Бегом перебежали шоссе. Впопыхах Мюллер уронил свой чемодан. Пришлось завести всех в окоп.
— Господа, совсем немного осталось до позиции моей батареи. Прошу прощения, господин Генгенбах, нашей батареи. Сейчас я вас сам поведу.
Сердце билось у Генгенбаха где-то в горле. Еще несколько сот метров, и он будет среди своих подчиненных, у себя на батарее, среди своих людей! И ему снова стало жаль, что он не имел достаточно времени, чтобы по настоящему узнать их всех.
Капитан побежал так, будто опаздывал, и пробежал шагов пятьдесят.
У обер-лейтенанта вдруг заныло под ложечкой. Казалось, сама боль хотела предупредить его об опасности. Он дернул трясущегося от страха Мюнхофа за китель и шепнул:
— Стой!
— Эй, друзья! Это мы! — вдруг громко победным голосом закричал капитан.
И в тот же миг черное небо перечеркнула желтая осветительная ракета. Не успел капитан Мюллер упасть на землю, как его грудь прошило сразу несколько пуль.
Послышалась английская брань.
Обер-лейтенант не хотел рисковать попусту. Противника он не видел, а только слышал, к тому же он нес ответственность за жизнь двоих своих солдат, которые были чуть моложе его самого, зато он обладал гораздо большим фронтовым опытом, чем они. Генгенбах в душе поклялся во что бы то ни стало вывести и Мюнхофа и Колмайса из опасной зоны, но не знал, ради чего и как должен это сделать. Ответить себе на эти вопросы Генгенбах не мог.
Когда спустя час обер-лейтенант Генгенбах вместе с Колмайсом и Мюнхофом оказался в расположении 21-й танковой дивизии, он узнал, что вечером в половине десятого противник овладел Бенувилем.

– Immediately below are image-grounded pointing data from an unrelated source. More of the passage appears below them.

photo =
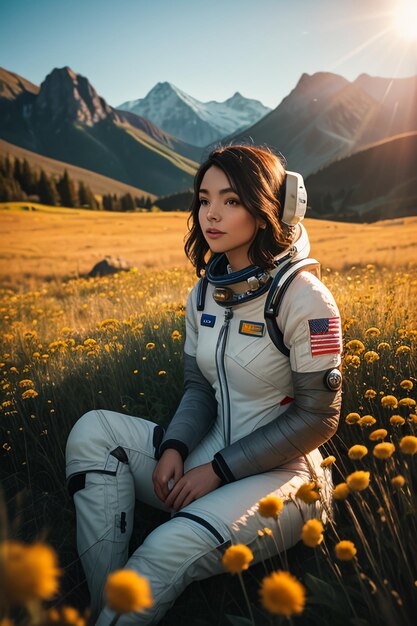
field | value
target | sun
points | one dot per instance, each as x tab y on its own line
406	19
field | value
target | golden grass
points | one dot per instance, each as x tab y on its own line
116	343
40	242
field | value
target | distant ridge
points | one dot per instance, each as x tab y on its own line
326	117
195	122
98	183
67	120
377	182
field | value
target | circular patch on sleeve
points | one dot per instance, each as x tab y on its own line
333	379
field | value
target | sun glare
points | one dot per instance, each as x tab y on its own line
406	19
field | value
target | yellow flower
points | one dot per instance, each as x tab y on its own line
345	550
53	615
367	420
389	402
408	444
384	450
409	402
352	418
371	356
271	506
70	615
281	593
383	346
237	558
402	350
26	382
29	393
329	460
127	591
397	420
90	342
355	346
306	493
398	481
378	434
352	360
32	571
341	491
358	480
357	452
109	324
372	332
311	533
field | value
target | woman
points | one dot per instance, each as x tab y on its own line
252	415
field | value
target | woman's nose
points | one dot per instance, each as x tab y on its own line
212	213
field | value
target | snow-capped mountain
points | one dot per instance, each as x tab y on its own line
195	122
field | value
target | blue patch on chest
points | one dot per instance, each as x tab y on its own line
208	320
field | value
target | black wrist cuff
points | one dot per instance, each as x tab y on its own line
174	444
221	468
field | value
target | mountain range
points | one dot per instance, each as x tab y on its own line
326	124
192	121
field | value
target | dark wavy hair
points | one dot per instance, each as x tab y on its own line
256	175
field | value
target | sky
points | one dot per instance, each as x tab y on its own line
208	48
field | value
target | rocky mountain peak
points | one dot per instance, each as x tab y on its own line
67	95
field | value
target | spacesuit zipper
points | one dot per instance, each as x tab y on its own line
221	372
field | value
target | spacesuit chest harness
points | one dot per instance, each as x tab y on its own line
259	282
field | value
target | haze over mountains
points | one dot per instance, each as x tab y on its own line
195	122
325	122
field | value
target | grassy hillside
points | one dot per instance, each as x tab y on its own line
98	183
40	242
378	182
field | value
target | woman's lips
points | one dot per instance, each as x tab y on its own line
214	234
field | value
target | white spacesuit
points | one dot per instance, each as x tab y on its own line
255	413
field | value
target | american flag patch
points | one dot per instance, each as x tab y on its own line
325	336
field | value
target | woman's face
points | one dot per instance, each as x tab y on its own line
226	224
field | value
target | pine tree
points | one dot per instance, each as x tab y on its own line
86	196
10	190
28	181
47	190
17	171
127	203
8	167
67	192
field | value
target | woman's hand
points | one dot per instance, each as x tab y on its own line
169	467
194	484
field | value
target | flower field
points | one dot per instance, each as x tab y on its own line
116	343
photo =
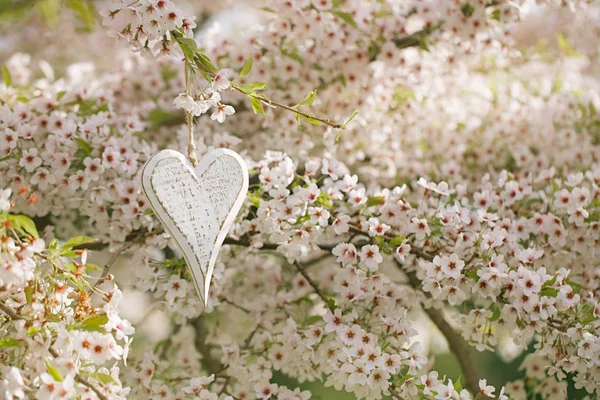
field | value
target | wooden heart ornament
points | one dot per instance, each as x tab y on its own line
197	206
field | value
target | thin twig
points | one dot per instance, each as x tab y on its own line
273	103
269	246
313	284
111	262
190	121
79	378
461	349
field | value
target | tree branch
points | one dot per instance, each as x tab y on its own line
313	284
461	349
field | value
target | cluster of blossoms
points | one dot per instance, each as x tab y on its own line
146	25
62	336
467	187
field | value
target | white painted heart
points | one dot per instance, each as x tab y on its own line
197	206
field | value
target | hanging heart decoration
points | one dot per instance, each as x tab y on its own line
197	206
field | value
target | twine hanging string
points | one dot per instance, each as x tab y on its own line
190	120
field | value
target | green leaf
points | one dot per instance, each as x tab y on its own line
188	47
324	200
8	342
203	61
308	100
472	273
94	324
24	224
293	55
313	319
92	267
247	67
6	75
302	219
343	127
78	241
550	292
251	88
55	373
311	120
346	17
104	378
256	106
375	200
83	146
402	95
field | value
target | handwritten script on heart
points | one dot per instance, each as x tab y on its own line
197	206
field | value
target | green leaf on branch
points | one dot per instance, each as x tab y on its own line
308	100
92	267
343	127
188	47
324	200
6	75
293	55
257	106
24	224
203	61
302	219
106	379
8	342
94	324
78	241
54	372
247	67
550	292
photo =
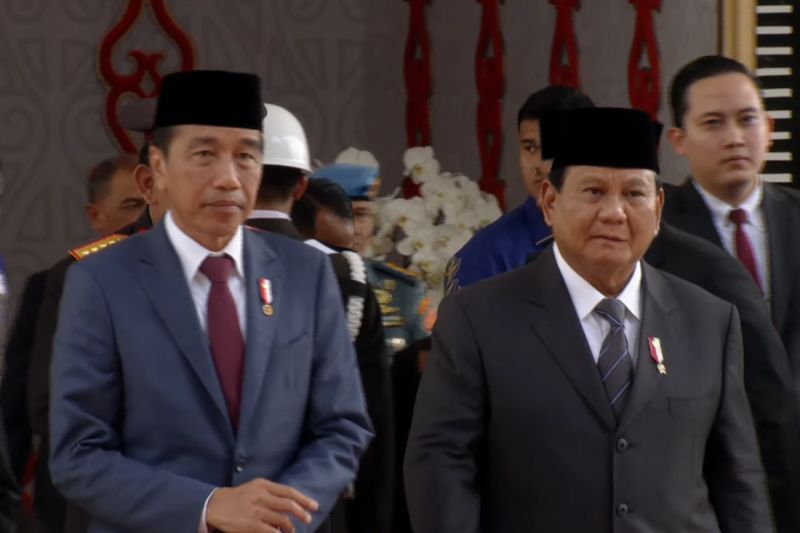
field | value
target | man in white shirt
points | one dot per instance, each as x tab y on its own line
203	378
588	391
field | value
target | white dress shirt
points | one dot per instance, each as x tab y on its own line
191	255
755	227
585	298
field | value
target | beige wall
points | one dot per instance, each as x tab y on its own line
336	63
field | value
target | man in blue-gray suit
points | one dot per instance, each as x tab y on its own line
203	378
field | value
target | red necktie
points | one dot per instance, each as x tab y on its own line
744	250
227	344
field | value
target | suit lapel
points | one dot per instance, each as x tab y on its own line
260	264
689	212
779	274
558	327
657	305
160	274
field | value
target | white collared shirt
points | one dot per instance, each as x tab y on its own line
192	254
269	213
585	298
755	227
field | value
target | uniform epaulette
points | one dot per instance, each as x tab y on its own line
82	252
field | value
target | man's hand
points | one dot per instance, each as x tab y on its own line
258	506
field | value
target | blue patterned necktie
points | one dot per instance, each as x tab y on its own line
614	363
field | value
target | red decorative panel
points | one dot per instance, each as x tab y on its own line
564	60
644	81
417	76
147	62
490	78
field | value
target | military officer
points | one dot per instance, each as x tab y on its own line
407	313
507	242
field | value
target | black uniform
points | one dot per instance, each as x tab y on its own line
370	508
49	506
14	389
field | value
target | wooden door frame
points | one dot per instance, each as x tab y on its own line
738	30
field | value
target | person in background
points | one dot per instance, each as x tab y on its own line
507	242
114	198
405	308
366	506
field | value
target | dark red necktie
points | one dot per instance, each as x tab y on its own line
227	344
744	249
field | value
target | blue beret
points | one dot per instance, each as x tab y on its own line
358	181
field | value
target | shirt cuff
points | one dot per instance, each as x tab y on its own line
203	526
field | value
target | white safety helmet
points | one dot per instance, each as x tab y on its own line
284	140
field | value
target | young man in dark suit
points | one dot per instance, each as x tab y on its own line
588	391
721	127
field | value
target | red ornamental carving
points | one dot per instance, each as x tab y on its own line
644	82
417	76
490	78
564	60
146	62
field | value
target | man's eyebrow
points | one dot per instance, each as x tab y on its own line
252	143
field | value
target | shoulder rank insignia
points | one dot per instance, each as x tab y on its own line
82	252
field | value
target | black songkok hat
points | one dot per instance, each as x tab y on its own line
601	137
210	98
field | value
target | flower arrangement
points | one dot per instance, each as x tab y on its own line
423	232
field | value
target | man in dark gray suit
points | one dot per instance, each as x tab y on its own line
721	127
588	391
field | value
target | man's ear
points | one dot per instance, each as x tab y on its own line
145	181
548	195
300	189
96	218
158	164
676	137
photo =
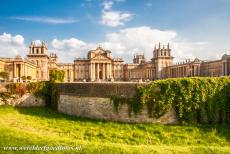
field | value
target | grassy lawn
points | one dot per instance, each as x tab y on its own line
44	127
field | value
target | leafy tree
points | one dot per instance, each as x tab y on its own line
4	75
56	75
24	78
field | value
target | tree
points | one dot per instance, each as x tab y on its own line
56	75
4	75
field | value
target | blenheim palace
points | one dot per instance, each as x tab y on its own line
101	66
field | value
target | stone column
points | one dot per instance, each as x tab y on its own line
93	71
107	71
89	72
14	74
110	71
103	71
97	70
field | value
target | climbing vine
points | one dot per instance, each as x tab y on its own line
195	100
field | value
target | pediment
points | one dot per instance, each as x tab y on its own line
101	57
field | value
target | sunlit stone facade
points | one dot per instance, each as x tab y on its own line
99	66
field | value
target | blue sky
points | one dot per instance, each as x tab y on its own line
194	28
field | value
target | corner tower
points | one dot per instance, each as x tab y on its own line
161	60
38	54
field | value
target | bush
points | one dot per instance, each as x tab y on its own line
56	75
195	100
24	78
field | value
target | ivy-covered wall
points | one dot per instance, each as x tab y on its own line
195	100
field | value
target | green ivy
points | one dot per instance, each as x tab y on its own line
195	100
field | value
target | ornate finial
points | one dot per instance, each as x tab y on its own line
32	43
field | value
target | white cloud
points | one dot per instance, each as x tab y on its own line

«Куда же делся майор Пфайлер? Где находится обер-лейтенант Клазен? Где мои артиллеристы с ОП и как они могли бросить свои орудия? А Блетерман? Капитан Мюллер убит. Я до смерти устал. Столько событий, и все в первую ночь вторжения!»
Книга вторая
ФАЛЕЗСКИЙ МЕШОК
Двадцатипятилетие Людвига Эйзельта совпало с вступлением гитлеровских войск в Австрию. Восторгам молодого пианиста не было конца, это явилось как бы наградой за его сотрудничество с СА, о чем никто ничего не знал. Тогда он убежденно верил в то, что его идеалам суждено сбыться. Правда, как человек чувствительный, он никак не мог избавиться от неприятного привкуса, который появился у него с 1934 года, после того как аферист Дольфус цинично и во всеуслышание провозгласил свой принцип легального захвата власти. Выстрелы, раздавшиеся на площади Балхаузплац, были восприняты им как начало путча, как проявление коварства и не соответствовали его мечте о присоединении Австрии к рейху.